Now it’s about to get considerably fancier. As I learned from an article by VentureBeat’s Harrison Weber, DuckDuckGo founder Gabriel Weinberg has blogged about a new version of the site he hopes to launch within the next month. You can try it out in preview form at next.duckduckgo.com.
There’s a ton of new features, including suggestions of searches that appear as you type, images and video search, news, maps locations and products, all woven together into one interface, providing a far more comprehensive substitute for Google than before. But the overall feel is still lean and mean, and results pop up quickly. It looks great.

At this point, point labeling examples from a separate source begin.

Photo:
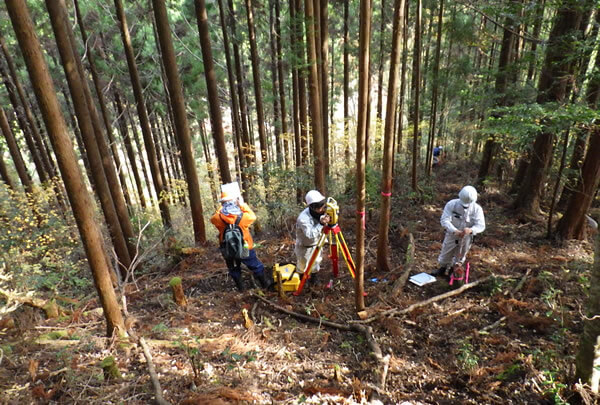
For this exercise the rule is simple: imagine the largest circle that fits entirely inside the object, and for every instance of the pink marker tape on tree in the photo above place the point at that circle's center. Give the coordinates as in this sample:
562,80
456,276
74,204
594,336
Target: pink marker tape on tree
362,216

Which is not to say that it’s come anywhere near catching up with Google in every important respect. For instance, when I searched for “DuckDuckGo” on DuckDuckGo, it didn’t show any of the stories from the last day or so about this new interface, which suggests that it still doesn’t have the real-time understanding of the web that Google nailed years ago. Its news feature is also bare-bones: It only pulled up three items for “Barack Obama.”
DuckDuckGo also doesn’t rival Google does when it comes to providing answers to questions right at the top of its results, in part because it lacks a counterpart to Google’s amazing Knowledge Graph technology. I did notice DDG responding to questions such as “How tall is Will Ferrell?” by pulling the information from Wolfram Alpha. But it doesn’t have answers for queries like “What is Apple’s stock price?” and “Did the Red Sox win yesterday?” Even though both of those questions showed up as search suggestions when I began to type them.
Personally, I hope that this search engine never overdoes it when it comes to the stuff it packs into its results pages: One of the things I like about it is that it’s felt like a time-machine trip back to the early days of Google, when that search engine was obsessively simple and clutter-free. The new version isn’t nearly so stripped down as its predecessor, but retains much of the same minimalist charm.
Will I dump Google for DDG? Nope. Google still has the best search engine going, and I’m not a Googlephobe on principle. It’s also worth noting that it’s possible to use Google search without leaving any tracks: Just use a private-browsing mode such as Chrome’s Incognito and don’t log into a Google Account.
Still, Google dominates search so utterly–its share of all searches worldwide hovers around 70 percent, according to NetMarketShare–that there’s a nightmare scenario in which consumers have no viable alternatives at all. So I’m very happy that DuckDuckGo exists–and impressed that such a small company has put together something as ambitious as this new version.